Adapun soal tulisan "Agama Warisan" sebenarnya bukan untuk membenarkan agama lain. Konteks tulisan Agama Warisan adalah persatuan. Konteks "Agama Warisan" bukan untuk menjadikan seseorang liberalis. Namun, konteks yang diinginkan adalah toleransi dalam beragama seperti yang nabi ajarkan melalui sikapnya kepada umat agama lain yang Dzimmi, atau kisah penaklukkan oleh Umar Bin Khotob di Palestina.

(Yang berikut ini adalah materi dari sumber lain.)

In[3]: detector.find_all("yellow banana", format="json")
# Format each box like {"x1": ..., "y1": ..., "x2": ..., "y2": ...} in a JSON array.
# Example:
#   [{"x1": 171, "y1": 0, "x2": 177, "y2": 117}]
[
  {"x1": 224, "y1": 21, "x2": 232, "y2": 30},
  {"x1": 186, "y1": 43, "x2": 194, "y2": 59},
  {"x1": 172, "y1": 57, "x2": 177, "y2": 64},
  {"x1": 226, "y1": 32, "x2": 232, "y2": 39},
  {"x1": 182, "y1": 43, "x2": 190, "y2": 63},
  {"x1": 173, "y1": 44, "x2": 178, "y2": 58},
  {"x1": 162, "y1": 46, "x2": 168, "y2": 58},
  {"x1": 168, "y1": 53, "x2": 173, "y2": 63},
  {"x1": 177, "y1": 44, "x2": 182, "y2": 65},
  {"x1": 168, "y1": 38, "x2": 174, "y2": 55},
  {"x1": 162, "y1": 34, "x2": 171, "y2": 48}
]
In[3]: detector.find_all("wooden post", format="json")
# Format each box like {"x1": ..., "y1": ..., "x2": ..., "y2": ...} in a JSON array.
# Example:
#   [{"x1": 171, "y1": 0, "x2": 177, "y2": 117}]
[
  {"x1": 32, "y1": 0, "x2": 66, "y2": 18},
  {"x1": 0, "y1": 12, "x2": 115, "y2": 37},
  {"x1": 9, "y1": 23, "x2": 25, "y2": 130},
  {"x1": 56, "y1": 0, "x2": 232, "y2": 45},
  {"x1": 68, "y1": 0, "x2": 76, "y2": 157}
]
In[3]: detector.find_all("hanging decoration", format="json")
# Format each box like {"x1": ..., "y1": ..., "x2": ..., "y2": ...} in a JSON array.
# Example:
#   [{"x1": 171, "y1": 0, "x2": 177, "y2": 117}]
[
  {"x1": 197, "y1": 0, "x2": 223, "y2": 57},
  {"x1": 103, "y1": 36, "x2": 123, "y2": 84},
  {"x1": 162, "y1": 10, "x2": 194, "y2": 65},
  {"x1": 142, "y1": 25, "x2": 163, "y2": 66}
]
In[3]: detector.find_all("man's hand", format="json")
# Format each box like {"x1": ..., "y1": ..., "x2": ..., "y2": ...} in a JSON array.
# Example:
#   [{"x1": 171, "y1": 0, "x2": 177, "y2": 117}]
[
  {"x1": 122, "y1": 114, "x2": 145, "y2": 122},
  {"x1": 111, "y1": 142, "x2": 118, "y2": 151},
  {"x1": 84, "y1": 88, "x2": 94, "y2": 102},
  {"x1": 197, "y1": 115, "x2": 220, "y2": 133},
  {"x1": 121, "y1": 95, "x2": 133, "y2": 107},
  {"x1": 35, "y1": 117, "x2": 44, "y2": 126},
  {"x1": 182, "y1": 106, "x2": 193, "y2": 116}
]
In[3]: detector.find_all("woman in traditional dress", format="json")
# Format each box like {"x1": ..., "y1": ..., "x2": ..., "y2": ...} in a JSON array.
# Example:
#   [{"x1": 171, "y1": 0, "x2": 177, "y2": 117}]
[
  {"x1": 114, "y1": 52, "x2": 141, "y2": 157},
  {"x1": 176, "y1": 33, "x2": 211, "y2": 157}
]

Maka, tetaplah yakin bahwa tidak ada agama yang haq pada saat ini kecuali Islam. Namun, jangan tinggalkan toleransi, karena islam kita bisa jadi warisan budaya, pemikiran dan pendidikan orang tua. Dan kita tahu, merubah karakter maupun pemikiran seseorang yang telah melekat pada diri seseorang selama bertahun - tahun tidak semudah membalik telapak tangan kita.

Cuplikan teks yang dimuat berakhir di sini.